The merit pay law, signed by Gov. Rick Scott last year, would base teacher salaries on student test scores and a new method of evaluating teacher performance. Although $4 million from a federal Race to the Top grant has been used to implement new teacher evaluations, school officials remain unclear as to where the money to pay teachers would come from.
"Performance pay obligations will consume most of the school district's available funds in future years and could affect its ability to offer any cost-of-living adjustments for all employees," the district said. "Shrinking education budgets over the past few years have hampered school boards' ability to provide raises of any type."
Donna Shubert, a teacher in Broward County, said the law is flawed.
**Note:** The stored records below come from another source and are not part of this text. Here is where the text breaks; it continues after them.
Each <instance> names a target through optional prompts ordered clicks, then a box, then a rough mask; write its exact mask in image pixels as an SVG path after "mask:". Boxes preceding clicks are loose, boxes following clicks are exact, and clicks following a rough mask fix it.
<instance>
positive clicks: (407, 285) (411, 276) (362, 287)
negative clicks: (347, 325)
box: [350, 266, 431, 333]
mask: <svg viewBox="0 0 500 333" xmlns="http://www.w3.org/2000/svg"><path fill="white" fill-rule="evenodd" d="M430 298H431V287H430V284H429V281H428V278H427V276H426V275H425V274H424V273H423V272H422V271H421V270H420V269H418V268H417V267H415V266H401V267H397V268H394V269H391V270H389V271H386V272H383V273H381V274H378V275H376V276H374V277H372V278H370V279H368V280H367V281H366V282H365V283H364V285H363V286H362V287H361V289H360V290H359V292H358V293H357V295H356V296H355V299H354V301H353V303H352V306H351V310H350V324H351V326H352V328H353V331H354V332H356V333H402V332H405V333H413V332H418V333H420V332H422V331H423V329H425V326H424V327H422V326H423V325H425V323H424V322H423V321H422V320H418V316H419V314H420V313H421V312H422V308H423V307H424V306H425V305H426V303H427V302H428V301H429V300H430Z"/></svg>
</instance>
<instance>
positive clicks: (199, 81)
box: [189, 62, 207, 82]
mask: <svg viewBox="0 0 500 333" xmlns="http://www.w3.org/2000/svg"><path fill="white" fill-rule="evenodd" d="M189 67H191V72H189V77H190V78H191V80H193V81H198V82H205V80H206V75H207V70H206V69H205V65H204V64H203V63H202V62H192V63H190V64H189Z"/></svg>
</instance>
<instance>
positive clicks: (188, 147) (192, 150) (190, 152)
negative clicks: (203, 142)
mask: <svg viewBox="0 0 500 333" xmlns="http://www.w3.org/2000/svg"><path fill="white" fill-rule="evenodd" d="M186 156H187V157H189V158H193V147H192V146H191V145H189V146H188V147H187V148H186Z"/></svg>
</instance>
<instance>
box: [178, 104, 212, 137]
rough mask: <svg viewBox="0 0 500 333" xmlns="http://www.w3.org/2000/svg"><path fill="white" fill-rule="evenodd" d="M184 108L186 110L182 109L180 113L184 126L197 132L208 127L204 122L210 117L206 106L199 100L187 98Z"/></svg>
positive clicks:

"Merit pay is ridiculous, especially when there is no money for the pay part of it," she said. "Part of my evaluation as a kindergarten teacher will be based on how fourth- and fifth-graders do on FCAT — kids I may never have taught."
In Palm Beach County, school officials have made it one of their priorities to lobby the Legislature to delay implementing the law until 2016.
"We're floundering right now," said Vern Pickup-Crawford, that district's lobbyist. "Nobody has the money to properly fund a merit pay system even as envisioned by the Legislature."
The Florida School Boards Association and the Association of District School Superintendents are expected to also push for a moratorium, Crawford said.
A representative for the Florida Department of Education said it was not clear whether that agency would request additional money from the Legislature to give to each of its districts for merit pay.
State Rep. Gwyndolen Clarke-Reed, D-Pompano Beach, who voted against the law, said the state should be responsible for footing the bill.
"It's not a burden that should be put on local districts," she said. "We'll have to look at some other way of providing the merit pay."
The state, meanwhile, is reworking the rules on how to carry out the merit pay system after a judge last month struck them down.
The Florida Education Association last year filed a lawsuit saying the law violates collective bargaining agreements.